I dread this month so much. I can't believe it is already August but here it is and I feel my chest tightening and my breath shortening despite my new medication.
I don't like change except when it comes to more variety in food especially when I am not the one making it. In my dreams, I will have sushi for dinner for one day, the next day barbecued Korean short ribs, and why not chow down on curried goat the next night? That is the kind of change I can live with. However, aside from that, change blows.
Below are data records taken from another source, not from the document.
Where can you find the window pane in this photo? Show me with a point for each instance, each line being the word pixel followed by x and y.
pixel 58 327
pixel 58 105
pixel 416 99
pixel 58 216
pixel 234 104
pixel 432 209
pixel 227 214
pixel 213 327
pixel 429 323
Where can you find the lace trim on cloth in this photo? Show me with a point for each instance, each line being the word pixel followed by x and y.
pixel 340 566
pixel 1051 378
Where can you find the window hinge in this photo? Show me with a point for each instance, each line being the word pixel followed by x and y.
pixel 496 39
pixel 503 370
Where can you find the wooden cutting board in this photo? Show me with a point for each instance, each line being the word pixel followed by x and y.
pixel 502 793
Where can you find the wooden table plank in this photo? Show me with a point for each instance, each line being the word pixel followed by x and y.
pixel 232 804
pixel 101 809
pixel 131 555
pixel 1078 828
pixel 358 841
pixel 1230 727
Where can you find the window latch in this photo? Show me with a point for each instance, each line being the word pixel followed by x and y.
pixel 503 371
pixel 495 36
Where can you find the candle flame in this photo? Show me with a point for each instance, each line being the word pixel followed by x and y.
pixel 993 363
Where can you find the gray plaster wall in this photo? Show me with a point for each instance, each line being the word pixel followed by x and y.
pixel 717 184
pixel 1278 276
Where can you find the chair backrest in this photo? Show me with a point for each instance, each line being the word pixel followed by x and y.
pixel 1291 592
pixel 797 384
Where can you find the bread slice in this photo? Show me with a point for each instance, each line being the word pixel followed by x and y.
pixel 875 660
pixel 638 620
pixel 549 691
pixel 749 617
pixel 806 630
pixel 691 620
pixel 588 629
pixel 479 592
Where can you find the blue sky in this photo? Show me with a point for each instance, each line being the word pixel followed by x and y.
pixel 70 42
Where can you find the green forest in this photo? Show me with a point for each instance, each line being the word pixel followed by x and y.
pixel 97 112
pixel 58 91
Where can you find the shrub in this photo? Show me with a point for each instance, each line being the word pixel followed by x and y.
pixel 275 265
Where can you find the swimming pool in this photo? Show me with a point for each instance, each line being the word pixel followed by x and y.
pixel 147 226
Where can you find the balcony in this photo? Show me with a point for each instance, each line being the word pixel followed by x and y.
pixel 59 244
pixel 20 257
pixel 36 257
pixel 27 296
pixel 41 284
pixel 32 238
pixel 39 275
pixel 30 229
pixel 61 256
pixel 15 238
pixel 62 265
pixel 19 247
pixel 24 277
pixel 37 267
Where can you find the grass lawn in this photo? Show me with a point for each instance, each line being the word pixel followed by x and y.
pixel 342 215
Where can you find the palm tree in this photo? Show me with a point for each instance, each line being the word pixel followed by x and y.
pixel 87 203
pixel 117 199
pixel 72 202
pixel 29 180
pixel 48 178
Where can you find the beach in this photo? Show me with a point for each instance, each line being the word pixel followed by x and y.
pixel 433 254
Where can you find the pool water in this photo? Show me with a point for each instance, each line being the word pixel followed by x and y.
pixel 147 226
I always took forever to adjust to new things even when I was little. Usually, I am unhappy with the way I handle new experiences of life. I find myself saying things like, "I can't wait to do this the second time around, I know so much more now...." I said that about my Disney trip and my trip to China. I said that about breastfeeding and while I won't go back to high school or college, you will often find me lecturing young people about their academic career decisions. Change forces you to make adjustments, reprioritize, and of course, just do plain ol' thinking. These are things that I don't like to do and yet, change can be so helpful.
I bring this up now because Spencer got a new ABA therapist to work with him for 2 weeks while his regular therapist took a vacation. After spending 7 days with him, she recommended that I get his vision checked and also suggested that he was possibly left-handed!!!! Spencer has 1-3 therapists passing through our home every weekday for the past three years and not one person had suggested that to me. Also, I am his mother. How could I not see that he could be a lefty?